Woody Allen’s Sleeper Woody Allen’s Sleeper
“Sleeper” is a film, which at first glance, appears to be about nothing but making people laugh, but when examined more closely might appear to be a commentary on politics, consumerism and even love. This film is supposed to be Woody Allen’s take on a modern silent film, and there are definitely similarities to the silent film classics of Buster Keaton and Charlie Chaplin, most notably the physical humor that defined the slapstick sub-genre of comedy.
Scenes like those with the giant produce or the awakening of Woody Allen’s character, Miles Monroe are absolute gems and caused me to laugh hysterically the first time I saw them. They also appear to only exist for the sole purpose of making the viewer laugh. If the main character in a film only believes in “sex and death” does that imply that the main point of the film is also sex and death? At first glance, the slapstick nature of the film appears to support part of this claim as the futuristic society in which Miles has woken up appears to be obsessed with ways of increasing pleasure- both emotionally and sexually.
We see a glimpse of this culture during the dinner party hosted by Luna in which the Orgasmatron and the Orb are introduced for the first time. The scene in which Miles is acting like a robot and trying to pass around the orb, but only drugging himself is hilarious and the introduction of the Orgasmatron is absolutely ridiculous since Luna says, “I think we should have had sex, but there weren’t enough people. ” Suddenly, sex is something that appears overly complicated and has been replaced by machines.
One of the two things that Miles believes in has been replaced by machines and technology. In fact, I argue that the other thing he believes in – death- has also been replaced by machines and technology. Miles has been cryogenically frozen for 200 years- obviously he should have been dead by now. Instead, technology has taken away the other thing he believes in. So what then, does Miles and consequently the film believe in? Obviously the future, in which Miles has found himself in, is run by a Totalitarian government led by a dictator whom he spends a large majority of he film trying to overthrow. Is the film a political commentary then? Certainly, Woody Allen spends a lot of time highlighting the police force and the rebel faction which has formed against the government. He even manages to throw in a few quips regarding the politics of 1973 America. We see the absolute uselessness of said police force and we hear Miles comment on how the rebels will simply replace the existing government in a cyclic fashion. But there still isn’t enough. Even the romance between Miles and Luna seems to be empty and almost like an afterthought.

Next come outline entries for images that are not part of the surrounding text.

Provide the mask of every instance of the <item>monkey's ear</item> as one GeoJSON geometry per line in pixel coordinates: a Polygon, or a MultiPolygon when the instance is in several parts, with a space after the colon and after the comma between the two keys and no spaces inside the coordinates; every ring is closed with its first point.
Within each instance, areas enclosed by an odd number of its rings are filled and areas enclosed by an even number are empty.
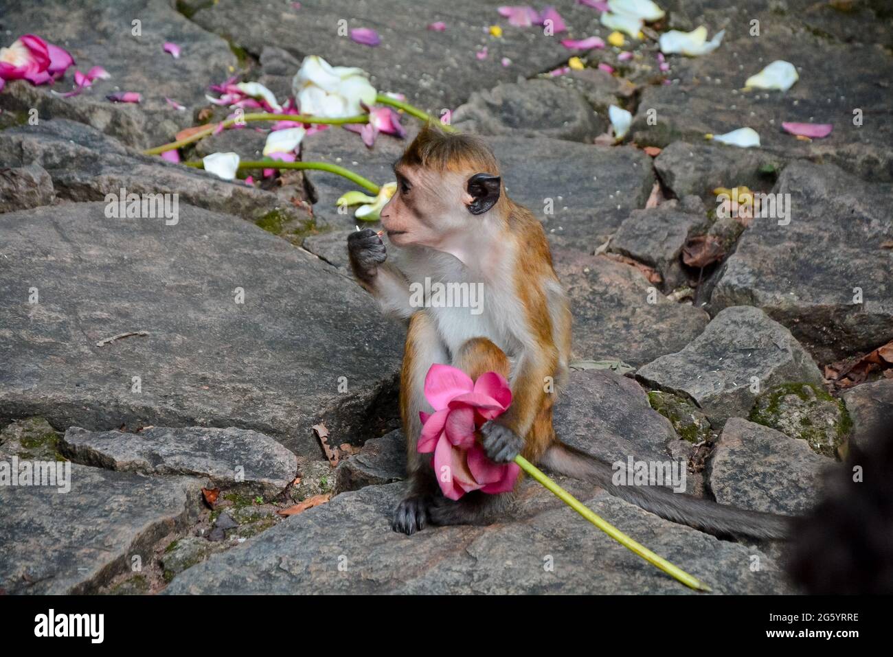
{"type": "Polygon", "coordinates": [[[468,179],[468,194],[471,202],[466,201],[468,212],[483,214],[497,204],[499,200],[499,176],[489,173],[475,173],[468,179]]]}

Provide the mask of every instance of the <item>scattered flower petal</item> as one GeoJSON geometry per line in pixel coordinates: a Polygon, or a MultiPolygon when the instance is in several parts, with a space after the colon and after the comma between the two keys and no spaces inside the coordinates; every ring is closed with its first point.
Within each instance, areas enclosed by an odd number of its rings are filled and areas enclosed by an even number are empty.
{"type": "Polygon", "coordinates": [[[588,38],[562,39],[561,45],[568,50],[592,50],[593,48],[604,48],[605,42],[598,37],[589,37],[588,38]]]}
{"type": "Polygon", "coordinates": [[[321,57],[308,55],[292,81],[301,113],[343,119],[371,107],[377,92],[362,69],[331,66],[321,57]]]}
{"type": "Polygon", "coordinates": [[[371,28],[355,28],[350,30],[350,38],[355,43],[373,47],[381,43],[379,33],[371,28]]]}
{"type": "Polygon", "coordinates": [[[117,91],[105,96],[113,103],[142,103],[143,96],[136,91],[117,91]]]}
{"type": "Polygon", "coordinates": [[[620,141],[626,133],[630,131],[632,125],[632,114],[617,105],[608,107],[608,118],[611,120],[611,127],[613,128],[614,138],[620,141]]]}
{"type": "Polygon", "coordinates": [[[707,29],[702,25],[690,32],[671,29],[661,35],[659,43],[661,51],[666,54],[680,53],[696,57],[716,50],[722,43],[724,34],[725,30],[721,29],[707,41],[707,29]]]}
{"type": "Polygon", "coordinates": [[[744,83],[745,87],[753,87],[757,89],[780,89],[787,91],[800,76],[797,74],[797,69],[790,62],[777,59],[763,69],[756,75],[747,78],[744,83]]]}
{"type": "Polygon", "coordinates": [[[212,153],[203,157],[202,162],[204,164],[204,170],[211,171],[224,180],[232,180],[238,170],[238,154],[212,153]]]}
{"type": "Polygon", "coordinates": [[[301,144],[307,131],[304,128],[288,128],[284,130],[275,130],[267,136],[263,145],[263,154],[271,153],[291,153],[301,144]]]}
{"type": "Polygon", "coordinates": [[[727,132],[724,135],[708,135],[707,138],[741,148],[760,146],[760,136],[753,128],[739,128],[737,130],[727,132]]]}
{"type": "Polygon", "coordinates": [[[782,121],[781,127],[792,135],[808,137],[810,139],[821,139],[831,134],[834,126],[830,123],[792,123],[782,121]]]}

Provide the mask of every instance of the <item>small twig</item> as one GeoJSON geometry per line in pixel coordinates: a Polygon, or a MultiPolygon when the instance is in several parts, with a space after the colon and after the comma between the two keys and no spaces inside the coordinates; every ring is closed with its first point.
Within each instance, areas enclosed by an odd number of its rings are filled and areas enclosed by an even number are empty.
{"type": "Polygon", "coordinates": [[[108,345],[114,342],[115,340],[120,340],[122,337],[129,337],[130,336],[147,336],[148,331],[128,331],[127,333],[119,333],[117,336],[112,336],[112,337],[105,337],[96,343],[96,346],[103,346],[104,345],[108,345]]]}

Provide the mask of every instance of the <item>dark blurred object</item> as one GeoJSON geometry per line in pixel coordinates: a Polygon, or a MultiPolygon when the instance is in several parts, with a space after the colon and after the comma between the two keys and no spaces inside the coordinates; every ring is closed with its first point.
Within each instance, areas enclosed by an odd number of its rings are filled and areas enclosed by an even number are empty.
{"type": "Polygon", "coordinates": [[[810,594],[893,594],[893,427],[849,449],[819,504],[794,522],[788,572],[810,594]]]}

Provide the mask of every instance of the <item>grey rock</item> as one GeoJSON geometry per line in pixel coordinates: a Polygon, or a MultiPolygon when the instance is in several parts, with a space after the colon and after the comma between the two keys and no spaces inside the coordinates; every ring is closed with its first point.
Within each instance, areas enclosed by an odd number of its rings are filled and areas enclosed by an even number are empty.
{"type": "Polygon", "coordinates": [[[341,462],[335,470],[335,493],[373,484],[390,484],[406,476],[406,440],[395,429],[367,440],[359,453],[341,462]]]}
{"type": "Polygon", "coordinates": [[[816,453],[837,456],[849,432],[843,402],[811,384],[789,383],[756,398],[750,420],[799,438],[816,453]]]}
{"type": "Polygon", "coordinates": [[[681,349],[710,320],[669,301],[642,274],[603,256],[557,251],[558,277],[571,299],[574,354],[638,367],[681,349]],[[649,304],[652,296],[656,303],[649,304]]]}
{"type": "Polygon", "coordinates": [[[655,158],[661,181],[681,198],[700,196],[707,207],[716,206],[716,187],[747,187],[768,192],[776,171],[787,159],[758,148],[739,148],[713,142],[673,141],[655,158]]]}
{"type": "Polygon", "coordinates": [[[330,267],[255,226],[185,204],[175,226],[73,204],[0,215],[0,417],[238,427],[313,458],[321,420],[339,443],[395,425],[399,332],[330,267]]]}
{"type": "Polygon", "coordinates": [[[49,205],[54,200],[53,179],[39,164],[0,169],[0,212],[49,205]]]}
{"type": "Polygon", "coordinates": [[[0,587],[10,594],[96,593],[148,563],[155,544],[198,518],[200,479],[71,465],[71,489],[0,487],[0,587]]]}
{"type": "Polygon", "coordinates": [[[893,379],[864,383],[843,394],[853,421],[850,442],[864,446],[875,434],[893,437],[893,379]]]}
{"type": "MultiPolygon", "coordinates": [[[[247,131],[233,130],[232,134],[243,132],[247,131]]],[[[230,137],[224,132],[208,138],[230,137]]],[[[221,180],[157,155],[142,155],[114,137],[71,121],[46,121],[33,127],[0,131],[0,162],[10,166],[30,162],[42,166],[53,179],[56,195],[68,201],[104,200],[109,194],[120,197],[123,188],[127,194],[177,194],[179,204],[250,220],[280,212],[305,223],[311,221],[305,212],[288,202],[288,195],[280,196],[239,180],[221,180]]]]}
{"type": "Polygon", "coordinates": [[[822,385],[822,374],[790,331],[750,306],[726,308],[676,353],[636,373],[651,387],[687,395],[714,428],[747,415],[756,392],[787,381],[822,385]]]}
{"type": "Polygon", "coordinates": [[[707,476],[721,504],[802,515],[818,503],[822,472],[833,462],[813,452],[805,441],[730,418],[707,476]]]}
{"type": "MultiPolygon", "coordinates": [[[[54,86],[33,87],[29,82],[6,85],[0,107],[13,112],[38,110],[41,122],[71,119],[113,135],[129,146],[147,148],[172,140],[193,124],[193,113],[208,105],[210,83],[230,77],[238,63],[227,42],[178,12],[167,0],[49,0],[21,11],[16,3],[0,2],[4,29],[11,35],[34,33],[69,50],[75,62],[64,79],[54,86]],[[130,34],[138,18],[142,34],[130,34]],[[171,41],[182,46],[179,59],[163,52],[171,41]],[[79,96],[60,98],[51,93],[74,87],[75,69],[101,65],[111,74],[97,79],[79,96]],[[108,94],[136,91],[138,104],[111,103],[108,94]],[[179,112],[165,98],[186,105],[179,112]]],[[[14,38],[14,37],[12,37],[14,38]]]]}
{"type": "MultiPolygon", "coordinates": [[[[666,418],[652,410],[636,381],[604,370],[571,373],[560,391],[554,425],[560,440],[607,463],[681,460],[690,445],[673,454],[679,436],[666,418]]],[[[686,477],[689,493],[697,478],[686,477]]]]}
{"type": "Polygon", "coordinates": [[[890,185],[836,167],[795,162],[773,190],[789,195],[789,224],[755,220],[726,261],[711,307],[755,305],[789,327],[819,362],[893,339],[890,185]],[[863,303],[854,304],[858,287],[863,303]]]}
{"type": "Polygon", "coordinates": [[[664,290],[687,279],[682,269],[682,247],[689,237],[707,229],[705,213],[684,212],[675,202],[656,208],[634,210],[620,225],[610,250],[653,267],[661,275],[664,290]]]}
{"type": "MultiPolygon", "coordinates": [[[[370,486],[340,495],[181,573],[165,593],[689,592],[535,482],[525,482],[518,509],[503,522],[426,528],[412,536],[389,526],[404,486],[370,486]],[[552,570],[543,568],[548,556],[555,564],[552,570]]],[[[572,492],[716,592],[789,590],[778,566],[759,551],[667,522],[605,493],[573,487],[572,492]],[[747,567],[754,553],[764,566],[757,572],[747,567]]]]}
{"type": "Polygon", "coordinates": [[[297,458],[268,436],[249,429],[152,427],[139,433],[71,427],[63,439],[69,458],[125,472],[192,475],[217,487],[261,495],[281,492],[297,472],[297,458]]]}
{"type": "Polygon", "coordinates": [[[591,144],[608,122],[579,91],[548,79],[502,84],[472,94],[453,113],[463,132],[548,137],[591,144]]]}
{"type": "MultiPolygon", "coordinates": [[[[780,20],[772,12],[760,18],[752,7],[740,6],[737,18],[731,11],[717,12],[711,22],[699,23],[708,27],[711,36],[724,28],[722,45],[709,56],[668,57],[668,77],[675,81],[644,87],[632,139],[642,146],[697,144],[704,143],[707,133],[750,127],[760,135],[759,150],[780,163],[804,158],[836,164],[865,180],[893,180],[893,127],[880,121],[866,129],[869,123],[853,122],[855,109],[867,114],[868,108],[889,103],[889,89],[877,80],[893,75],[893,56],[880,45],[861,39],[843,43],[812,33],[797,16],[813,13],[814,6],[791,11],[789,21],[788,15],[780,20]],[[764,28],[773,28],[752,37],[755,18],[762,20],[764,28]],[[790,62],[800,71],[790,89],[741,91],[747,78],[774,60],[790,62]],[[814,71],[824,75],[809,74],[814,71]],[[649,110],[656,111],[655,125],[648,125],[649,110]],[[802,141],[782,129],[783,121],[831,123],[834,129],[825,138],[802,141]]],[[[840,21],[846,18],[841,16],[840,21]]],[[[730,148],[730,157],[751,150],[730,148]]]]}

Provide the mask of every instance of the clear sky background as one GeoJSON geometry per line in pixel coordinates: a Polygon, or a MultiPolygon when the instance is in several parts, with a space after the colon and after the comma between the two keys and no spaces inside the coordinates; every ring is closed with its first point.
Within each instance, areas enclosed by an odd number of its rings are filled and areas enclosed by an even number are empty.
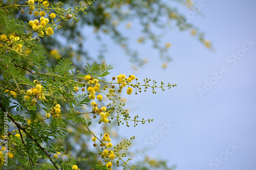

I just don’t think that there is enough substance to qualify this as a political film, a commentary on consumerism or even a romance story. In the end, I argue that maybe this movie isn’t really about anything at all. Maybe it is simply a funny film that highlights screwball comedy and has some of the elements of a science fiction movie. Whether or not it is a movie with a deeper message, “Sleeper” is still a movie that I thoroughly enjoyed and a great introduction to Woody Allen.